Re: [PATCH v6 2/6] iommufd: Add IOMMU_HWPT_INVALIDATE

From: Jason Gunthorpe
Date: Fri Dec 01 2023 - 15:43:50 EST


On Fri, Dec 01, 2023 at 11:58:07AM -0800, Nicolin Chen wrote:
> > It seems there is not a simple way to realize this error back to
> > userspace since we can't block the global command queue and we proceed
> > to complete commands that the real HW would not have completed.
> >
> > To actually emulate this the gerror handler would have to capture all
> > the necessary registers, return them back to the thread doing
> > invalidate_user and all of that would have to return back to userspace
> > to go into the virtual version of all the same registers.
> >
> > Yes, it can be synchronous it seems, but we don't have any
> > infrastructure in the driver to do this.
> >
> > Given this is pretty niche maybe we just don't support error
> > forwarding and simply ensure it could be added to the uapi later?
>
> If arm_smmu_cmdq_issue_cmdlist in arm_smmu_cache_invalidate_user
> fails with ETIMEOUT, we polls the CONS register to get the error
> code. This can cover CERROR_ABT and CERROR_ATC_INV.

Why is timeout linked to these two? Or rather, it doesn't have to be
linked like that. Any gerror is effectively synchronous because it
halts the queue and allows SW time to inspect which command failed and
record the gerror flags. So each and every command can get an error
indication.

Restarting the queue is done by putting sync in there to effectively
nop the failed command and we hope for the best and let it rip.

> As you remarked that we can't block the global CMDQ, so we have
> to let a real CERROR_ILL go. Yet, we can make sure commands to
> be fully sanitized before being issued, as we should immediately
> reject faulty commands anyway, for errors such as unsupported op
> codes, unzero-ed reserved fields, and unlinked vSIDs. This can
> at least largely reduce the probability of a real CERROR_ILL.

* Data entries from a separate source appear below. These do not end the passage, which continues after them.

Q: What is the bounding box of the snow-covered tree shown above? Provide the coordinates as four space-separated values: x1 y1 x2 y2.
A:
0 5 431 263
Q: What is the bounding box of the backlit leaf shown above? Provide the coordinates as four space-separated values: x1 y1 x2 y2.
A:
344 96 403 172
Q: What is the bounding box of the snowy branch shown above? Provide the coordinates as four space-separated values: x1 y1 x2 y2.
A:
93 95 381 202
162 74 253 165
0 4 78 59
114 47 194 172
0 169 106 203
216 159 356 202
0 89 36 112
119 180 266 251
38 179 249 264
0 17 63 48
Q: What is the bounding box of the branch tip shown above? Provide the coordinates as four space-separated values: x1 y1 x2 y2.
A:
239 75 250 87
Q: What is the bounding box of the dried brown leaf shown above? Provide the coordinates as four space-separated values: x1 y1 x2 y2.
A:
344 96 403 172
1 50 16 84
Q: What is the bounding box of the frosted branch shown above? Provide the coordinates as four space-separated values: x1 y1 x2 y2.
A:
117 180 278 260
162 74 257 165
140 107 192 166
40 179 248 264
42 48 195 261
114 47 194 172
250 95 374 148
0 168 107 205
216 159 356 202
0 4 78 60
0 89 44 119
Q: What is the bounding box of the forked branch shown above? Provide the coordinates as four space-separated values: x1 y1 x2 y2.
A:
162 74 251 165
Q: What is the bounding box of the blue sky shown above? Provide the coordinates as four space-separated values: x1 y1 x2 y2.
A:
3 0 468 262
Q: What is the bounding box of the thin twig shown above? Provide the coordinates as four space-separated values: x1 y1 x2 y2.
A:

I'm more a little more concerend with ATC_INV as a malfunctioning
device can trigger this..

> So, combining these two, we can still have a basic synchronous
> way by returning an errno to the invalidate ioctl? I see Kevin
> replied something similar too.

It isn't enough information, you don't know which gerror bits to set
and you don't know what cons index to stick to indicate the error
triggering command with just a simple errno.

It does need to return a bunch of data to get it all right.

Though again, there is no driver infrastructure to do all this and it
doesn't seem that important so maybe we can just ensure there is a
future extension possiblity and have userspace understand an errno
means to generate CERROR_ILL on the last command in the batch?

Jason